When views that run counter to the official position are delegitimised with misinformation labels, suppressed in reach or removed from digital platforms entirely, users are not able to access information offering a range of views outside of the government’s preferred narrative. 

This has the potential to influence public opinion in favour of the government of the day’s position on any number of issues. Pause to consider that, whether now or in the future, you will at some point be ruled by a government that you disagree with on a good many things.

Unfortunately, the aforementioned studies and report that ACMA uses to justify its misinformation bill are not outliers. Misinformation researchers frequently treat the official position as the right one, lumping genuine scientific debate into the misinformation basket. In doing so, researchers inadvertently prove that policing misinformation is much more difficult to do than reductive government policy statements would have us believe. 

Last month, misinformation research reached a nadir of self-referential absurdity when a study condemning physicians for spreading COVID misinformation turned out to be absolutely riddled with… misinformation. 

Researchers from the University of Massachusetts misleadingly stated that the J&J COVID vaccine was the only one associated with deaths, and used an incorrect figure for the tally of COVID deaths.
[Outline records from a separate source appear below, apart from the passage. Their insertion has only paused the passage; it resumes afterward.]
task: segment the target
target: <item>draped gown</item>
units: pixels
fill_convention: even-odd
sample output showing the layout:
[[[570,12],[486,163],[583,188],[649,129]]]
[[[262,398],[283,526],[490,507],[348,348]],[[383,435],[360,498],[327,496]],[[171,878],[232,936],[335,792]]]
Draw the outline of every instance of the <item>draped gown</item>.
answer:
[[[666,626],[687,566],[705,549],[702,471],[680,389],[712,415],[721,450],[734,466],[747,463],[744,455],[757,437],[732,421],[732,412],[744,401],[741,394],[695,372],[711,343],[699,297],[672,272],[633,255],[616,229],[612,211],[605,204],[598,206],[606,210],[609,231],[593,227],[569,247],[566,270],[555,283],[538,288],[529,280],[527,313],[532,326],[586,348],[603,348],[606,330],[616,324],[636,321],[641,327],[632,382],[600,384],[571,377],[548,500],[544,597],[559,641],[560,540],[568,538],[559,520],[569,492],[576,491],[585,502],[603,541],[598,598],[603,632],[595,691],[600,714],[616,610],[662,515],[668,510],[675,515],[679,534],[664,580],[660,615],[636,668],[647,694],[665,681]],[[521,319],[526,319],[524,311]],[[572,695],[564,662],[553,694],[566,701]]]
They coded numerous scientifically supported claims as ‘misinformation’ including: that the vaccines are not effective at preventing transmission; that natural immunity is equal to vaccine immunity; that it is possible that the virus may have originated in a lab; and that masking is associated with harms. 
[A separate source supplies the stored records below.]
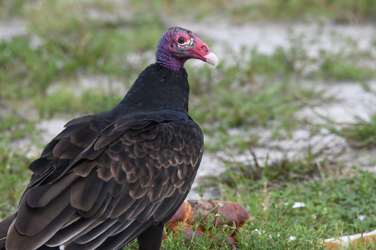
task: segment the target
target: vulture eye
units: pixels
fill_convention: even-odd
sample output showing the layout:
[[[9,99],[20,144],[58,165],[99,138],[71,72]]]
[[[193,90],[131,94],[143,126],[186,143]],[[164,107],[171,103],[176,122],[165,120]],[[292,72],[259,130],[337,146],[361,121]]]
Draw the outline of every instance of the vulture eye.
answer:
[[[177,39],[177,42],[179,43],[183,43],[184,42],[184,41],[185,40],[185,39],[183,37],[179,37],[179,38]]]

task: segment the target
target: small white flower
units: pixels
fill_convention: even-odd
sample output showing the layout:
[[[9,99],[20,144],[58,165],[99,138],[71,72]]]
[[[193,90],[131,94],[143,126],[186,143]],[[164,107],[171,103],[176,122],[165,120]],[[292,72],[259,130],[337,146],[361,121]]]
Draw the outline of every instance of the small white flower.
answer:
[[[292,208],[303,208],[305,207],[305,204],[304,204],[304,202],[295,202],[293,205],[291,207]]]

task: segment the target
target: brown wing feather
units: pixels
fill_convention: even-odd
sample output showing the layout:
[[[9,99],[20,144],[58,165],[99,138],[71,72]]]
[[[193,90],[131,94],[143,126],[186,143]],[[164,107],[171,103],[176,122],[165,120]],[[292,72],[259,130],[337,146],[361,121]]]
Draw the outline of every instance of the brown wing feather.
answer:
[[[33,184],[19,208],[27,212],[19,213],[7,243],[21,237],[34,241],[24,248],[33,249],[49,240],[49,246],[70,243],[69,249],[111,238],[120,247],[155,222],[169,219],[183,202],[202,156],[197,124],[91,119],[68,123],[45,149],[45,158],[32,163]]]

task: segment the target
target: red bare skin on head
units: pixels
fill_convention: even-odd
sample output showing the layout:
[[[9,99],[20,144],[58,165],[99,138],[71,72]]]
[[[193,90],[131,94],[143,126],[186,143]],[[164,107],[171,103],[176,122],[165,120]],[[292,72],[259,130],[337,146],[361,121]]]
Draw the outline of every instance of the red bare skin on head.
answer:
[[[174,70],[183,67],[191,58],[213,64],[205,57],[211,52],[212,54],[208,45],[194,34],[182,28],[173,28],[165,32],[158,43],[156,62]]]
Astute readers have probably guessed by now that the main problem lies in the researchers’ definition of misinformation, the wording of which is remarkably similar to YouTube’s medical misinformation policy:

“We defined COVID-19 misinformation as assertions unsupported by or contradicting US Centres for Disease Control and Prevention (CDC) guidance on COVID-19 prevention and treatment during the period assessed or contradicting the existing state of scientific evidence for any topics not covered by the CDC.” 

Table: Misinformation vs. Public Information Guidelines from Supplementary Online Content, Communication of COVID-19 misinformation on social media by physicians in the US (2023).

If the CDC were always right, this might have worked out well. However, a preprint detailing 25 statistical and numerical errors shared by the CDC during the COVID pandemic shows that official bodies like the CDC are also prone to propagating false and misleading information.

That the study was published in the Journal of the American Medicine Association (JAMA) highlights that just as misinformation researchers, government report writers, and official health bodies are fallible, so too are peer reviewers.

Sweeping new laws proposed (and in some cases already implemented) in the EU, Ireland, the US, Brazil, and now Australia would have people who can’t even produce a report free of misinformation decide what people can and can’t say on the internet. 

Yet clearly, a top-down model of information control managed by fallible people and agencies is not a satisfactory solution to the problem of misinformation – a problem that has not yet been properly defined by the government agencies seeking to solve it.

The Australian Government would be wise to abandon its hopelessly flawed misinformation bill entirely, and should instead seek to answer the question arising from its research: why do so many Australians no longer trust official government advice?